Resentment: (Merriam- Webster) A feeling of anger or displeasure about someone or something unfair.
(Urban Dictionary) When you take the poison and expect someone else to die.
If someone you were close to constantly asked you to do something that you felt was unfair, that would make you feel some type of way right? Congratulations, that “feeling” is called RESENTMENT. I think many of us have felt some level of resentment at some point in life, especially if you were in a situation where you felt as if you were treated unfairly.
A few weeks ago, I had a small BBQ at my house, nothing major, just a few close friends. Everything was good. Everyone as laughing, hanging out, drinking, having a good ole time. Until things went left very quickly. My friends had only been over for about 20 minutes before things began to go downhill. I mean, we hadn’t even put the food on the grill yet before the drama began. This is what happened….

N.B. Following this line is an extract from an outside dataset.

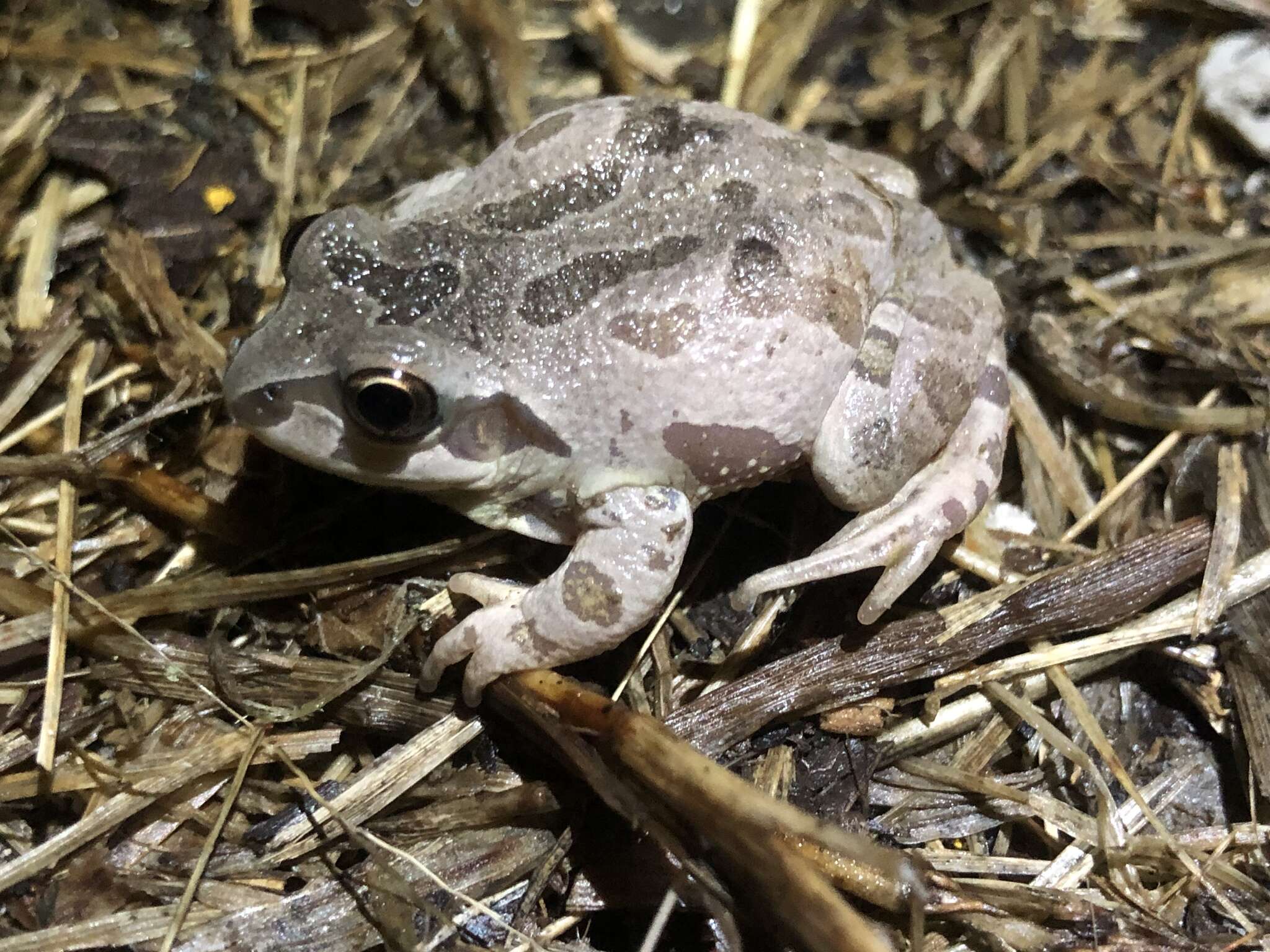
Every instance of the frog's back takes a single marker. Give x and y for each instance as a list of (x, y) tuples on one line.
[(695, 273)]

Everyone was sitting on the back porch playing dominoes, except one person, a friend of mine who I’ve known since forever. She excused herself and decided to go sit in my house, alone. After our first hand of dominoes was over, I went in the house to check on some food in the oven. To my surprise, my friend and her husband were packing up everything they brought with them. I quickly asked, “Oh, are you guys going to the store or something?” as I stood there in disbelief. My friend replied, with a slight quiet attitude, “No, WE are going home.” Now at this point, I’m in complete shock because nothing, to my knowledge, had happened. No one had argued, yelled, fought or anything. I looked at her husband and noticed that he was looking down at the floor, like a big kid who had just been punished. As I began to try and figure out what was going on and explain to my friend that they couldn’t leave yet because we hadn’t even put food on the grill, she interrupted me. “It’s not because of you, and I’m sorry to just leave abruptly, but I’ve been sitting in here for the last 15 minutes by myself because certain people were on the porch smoking. WE are going home.”

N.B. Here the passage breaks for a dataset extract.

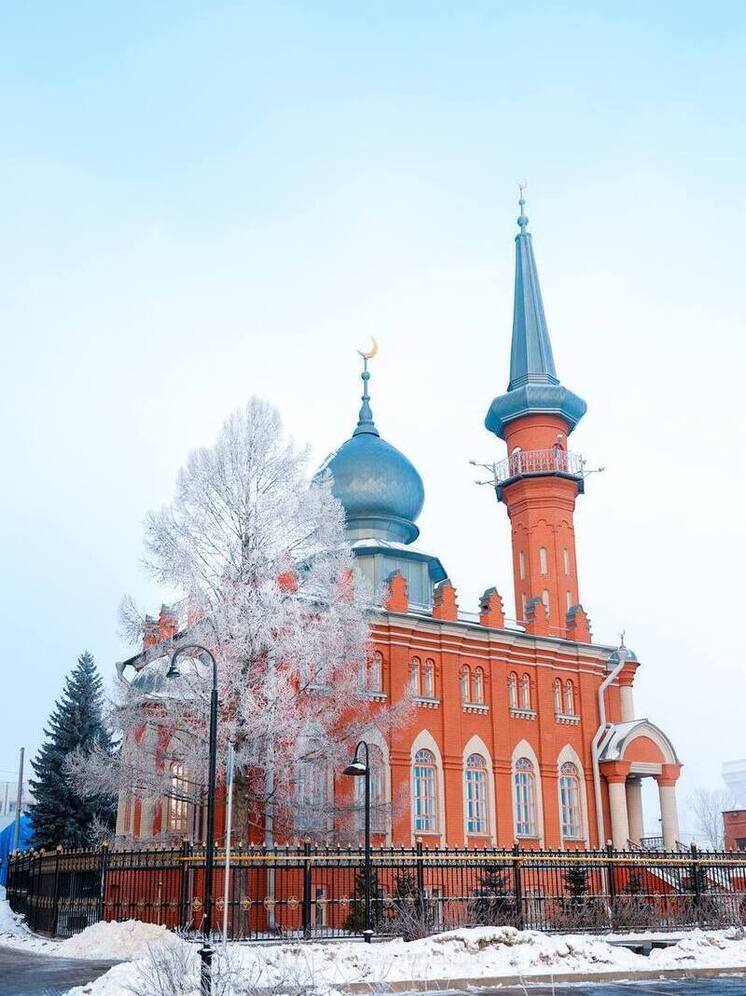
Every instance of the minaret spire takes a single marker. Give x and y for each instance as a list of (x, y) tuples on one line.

Anyone who has been in a serious committed relationship, or have been married knows that when you are with someone, certain decisions are no longer yours to make. Certain decisions are based on you two as a “unit”. In this case, my friend was forcing her husband to go home because of the actions of HIS best friend. This is where I became upset. But I let them leave, seeing as there was no way I was talking her out of her decision anyway. They quickly made their exit without speaking to anyone else and I was left to explain what had happened to the other people at my house.
Now, for the sake of making a long story short, let me get to my point about resentment. As I tried to explain to my friend, you cannot constantly force people to choose between you and something else and expect them to NOT feel a certain type of way after a while. My friend made her husband choose between her and his best friend, and ultimately my friend held her husband responsible for the actions of his best friend, which was not fair at all. Making someone choose all of the time becomes very wearing, and can lead to that person feeling like their opinions don’t even matter. Eventually, the person that you are always forcing to make choose will begin to hate you for constantly making them do so.
Just think about it. Would YOU like it if someone was always forcing you to choose between them and something else? Probably not.